The wild ride in U.S. equities started on Monday, when both the Dow and S&P 500indices plunged more than 4%, with the former notching its biggest intraday decline in history with a nearly 1,600-point drop, as investors rushed for the exits in the wake of higher rates.

On Tuesday, the 30-stock index swung 1,167.5 points before closing 567 points higher.

The turbulence continued Wednesday, with U.S. stocks finishing lower despite climbing earlier in the session, as the S&P 500 recorded its largest one-day reversal since February 2016.

The Dow has lost 4.3% since last Friday. The S&P 500 and Nasdaq, meanwhile, are down 4.5% and 4.1%, respectively, since then.

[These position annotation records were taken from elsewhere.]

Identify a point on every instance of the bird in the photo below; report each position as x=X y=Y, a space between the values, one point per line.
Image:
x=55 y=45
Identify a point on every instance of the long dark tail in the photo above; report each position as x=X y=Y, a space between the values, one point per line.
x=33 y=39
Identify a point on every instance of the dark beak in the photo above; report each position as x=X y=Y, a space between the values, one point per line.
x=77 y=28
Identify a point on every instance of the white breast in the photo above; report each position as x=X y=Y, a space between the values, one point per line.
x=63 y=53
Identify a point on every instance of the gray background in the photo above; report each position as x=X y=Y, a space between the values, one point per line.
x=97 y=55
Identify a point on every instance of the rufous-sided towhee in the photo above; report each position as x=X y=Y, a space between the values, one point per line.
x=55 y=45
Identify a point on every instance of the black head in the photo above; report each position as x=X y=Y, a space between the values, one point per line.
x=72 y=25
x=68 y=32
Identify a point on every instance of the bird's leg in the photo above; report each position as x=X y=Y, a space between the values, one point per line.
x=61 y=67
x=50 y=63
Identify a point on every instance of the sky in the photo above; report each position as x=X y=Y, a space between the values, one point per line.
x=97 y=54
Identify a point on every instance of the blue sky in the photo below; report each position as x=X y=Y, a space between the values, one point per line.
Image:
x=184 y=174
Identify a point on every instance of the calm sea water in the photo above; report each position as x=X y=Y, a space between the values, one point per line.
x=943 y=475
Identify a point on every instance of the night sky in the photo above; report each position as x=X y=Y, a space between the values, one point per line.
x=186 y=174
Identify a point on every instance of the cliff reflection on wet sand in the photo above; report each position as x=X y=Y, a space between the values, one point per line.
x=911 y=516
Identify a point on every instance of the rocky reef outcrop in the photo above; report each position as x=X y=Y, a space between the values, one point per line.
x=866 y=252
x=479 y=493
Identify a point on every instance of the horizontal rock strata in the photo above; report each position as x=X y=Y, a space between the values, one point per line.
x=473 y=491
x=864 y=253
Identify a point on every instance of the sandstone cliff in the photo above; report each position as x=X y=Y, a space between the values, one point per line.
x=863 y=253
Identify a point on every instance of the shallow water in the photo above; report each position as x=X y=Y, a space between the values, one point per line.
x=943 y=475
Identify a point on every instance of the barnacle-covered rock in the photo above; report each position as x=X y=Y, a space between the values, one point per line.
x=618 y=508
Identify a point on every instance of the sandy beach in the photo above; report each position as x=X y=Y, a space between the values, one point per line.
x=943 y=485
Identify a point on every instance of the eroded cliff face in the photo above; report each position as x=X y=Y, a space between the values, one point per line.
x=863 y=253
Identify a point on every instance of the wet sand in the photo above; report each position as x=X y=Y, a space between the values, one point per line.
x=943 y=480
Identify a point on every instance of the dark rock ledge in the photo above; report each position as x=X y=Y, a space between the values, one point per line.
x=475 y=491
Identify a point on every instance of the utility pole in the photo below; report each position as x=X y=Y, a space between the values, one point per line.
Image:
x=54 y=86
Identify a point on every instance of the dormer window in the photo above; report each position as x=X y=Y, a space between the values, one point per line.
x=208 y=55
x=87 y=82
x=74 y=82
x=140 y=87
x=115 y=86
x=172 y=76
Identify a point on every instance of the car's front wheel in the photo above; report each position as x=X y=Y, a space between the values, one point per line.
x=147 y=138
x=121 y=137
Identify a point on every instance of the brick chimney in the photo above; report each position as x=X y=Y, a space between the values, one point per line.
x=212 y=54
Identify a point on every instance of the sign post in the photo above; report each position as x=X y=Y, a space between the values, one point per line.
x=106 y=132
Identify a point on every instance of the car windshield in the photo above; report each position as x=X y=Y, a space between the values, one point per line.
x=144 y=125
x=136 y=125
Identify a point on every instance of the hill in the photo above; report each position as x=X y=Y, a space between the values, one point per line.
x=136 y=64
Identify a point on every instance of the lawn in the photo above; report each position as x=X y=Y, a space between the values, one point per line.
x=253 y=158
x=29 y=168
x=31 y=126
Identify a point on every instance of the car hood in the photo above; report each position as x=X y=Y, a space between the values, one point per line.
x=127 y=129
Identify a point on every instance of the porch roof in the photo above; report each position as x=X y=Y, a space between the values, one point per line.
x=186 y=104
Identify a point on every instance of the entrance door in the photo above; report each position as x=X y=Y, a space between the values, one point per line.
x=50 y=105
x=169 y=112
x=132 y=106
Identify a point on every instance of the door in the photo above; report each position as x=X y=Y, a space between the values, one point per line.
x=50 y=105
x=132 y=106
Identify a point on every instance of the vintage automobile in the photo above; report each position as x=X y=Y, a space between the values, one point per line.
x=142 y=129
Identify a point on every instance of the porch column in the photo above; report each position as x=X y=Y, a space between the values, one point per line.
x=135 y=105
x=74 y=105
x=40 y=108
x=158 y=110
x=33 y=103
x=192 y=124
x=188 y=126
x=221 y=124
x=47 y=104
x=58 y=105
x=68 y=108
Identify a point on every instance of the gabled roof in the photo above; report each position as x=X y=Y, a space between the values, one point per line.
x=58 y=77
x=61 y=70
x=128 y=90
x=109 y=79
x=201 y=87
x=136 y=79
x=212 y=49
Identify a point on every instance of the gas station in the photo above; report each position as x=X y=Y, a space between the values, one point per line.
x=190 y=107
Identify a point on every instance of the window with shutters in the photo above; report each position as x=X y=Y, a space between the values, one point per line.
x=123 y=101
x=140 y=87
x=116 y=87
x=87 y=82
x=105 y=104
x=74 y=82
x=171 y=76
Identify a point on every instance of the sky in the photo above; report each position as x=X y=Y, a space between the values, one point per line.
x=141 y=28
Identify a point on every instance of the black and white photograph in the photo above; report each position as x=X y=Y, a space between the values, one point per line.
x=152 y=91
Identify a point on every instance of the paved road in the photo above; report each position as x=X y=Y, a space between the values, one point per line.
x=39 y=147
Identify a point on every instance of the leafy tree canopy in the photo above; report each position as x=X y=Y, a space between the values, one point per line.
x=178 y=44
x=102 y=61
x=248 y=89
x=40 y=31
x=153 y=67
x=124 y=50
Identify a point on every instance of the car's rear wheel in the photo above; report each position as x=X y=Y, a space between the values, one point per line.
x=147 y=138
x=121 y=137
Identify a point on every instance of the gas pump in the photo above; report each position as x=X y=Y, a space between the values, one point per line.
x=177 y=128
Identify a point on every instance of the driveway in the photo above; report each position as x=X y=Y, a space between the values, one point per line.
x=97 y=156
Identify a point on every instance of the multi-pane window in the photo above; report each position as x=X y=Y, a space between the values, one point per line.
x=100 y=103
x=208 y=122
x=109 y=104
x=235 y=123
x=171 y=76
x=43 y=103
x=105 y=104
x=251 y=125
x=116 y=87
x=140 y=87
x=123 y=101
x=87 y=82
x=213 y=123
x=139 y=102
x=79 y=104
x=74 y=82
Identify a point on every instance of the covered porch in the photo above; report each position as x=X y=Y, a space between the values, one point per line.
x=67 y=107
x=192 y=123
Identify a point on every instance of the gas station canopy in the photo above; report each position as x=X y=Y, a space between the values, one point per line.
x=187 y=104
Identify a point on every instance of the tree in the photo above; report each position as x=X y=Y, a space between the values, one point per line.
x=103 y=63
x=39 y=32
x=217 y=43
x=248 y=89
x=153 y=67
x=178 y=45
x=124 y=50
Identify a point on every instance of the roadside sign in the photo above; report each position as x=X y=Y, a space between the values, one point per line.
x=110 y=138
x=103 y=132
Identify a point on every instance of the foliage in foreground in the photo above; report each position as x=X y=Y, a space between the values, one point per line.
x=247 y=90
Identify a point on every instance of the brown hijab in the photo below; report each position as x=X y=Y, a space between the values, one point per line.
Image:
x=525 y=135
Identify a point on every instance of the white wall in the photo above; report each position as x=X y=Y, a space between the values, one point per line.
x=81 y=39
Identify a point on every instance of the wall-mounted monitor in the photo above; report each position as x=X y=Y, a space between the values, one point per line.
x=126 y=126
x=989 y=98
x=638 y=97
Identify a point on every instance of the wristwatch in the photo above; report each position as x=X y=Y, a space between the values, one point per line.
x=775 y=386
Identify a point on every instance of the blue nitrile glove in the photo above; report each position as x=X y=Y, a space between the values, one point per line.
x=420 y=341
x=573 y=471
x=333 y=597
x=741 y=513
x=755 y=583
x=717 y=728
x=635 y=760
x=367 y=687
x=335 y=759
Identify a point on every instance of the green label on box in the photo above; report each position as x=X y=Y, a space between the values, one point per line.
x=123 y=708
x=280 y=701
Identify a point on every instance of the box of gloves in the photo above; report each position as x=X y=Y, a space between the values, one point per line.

There was no obvious single reason behind the shakiness, but the wild swings were blamed on concerns about rising interest rates, program trading and volatility funds that use leverage.

The CBOE Volatility index, also known as Wall Street's fear gauge, has also been all over the map this week. On Monday, it more than doubled from 17.34 to 37.32. It also hit 50 on Tuesday before closing at 29.98. On Wednesday, it traded at 26.41.

A decline in stocks usually leads to a rise in volatility, but never like this. The latest spike in volatility could point to a big problem on Wall Street, some traders believe.

Trading algorithms and levered fund products may have separated this market from past historical patterns, causing moves to be exaggerated.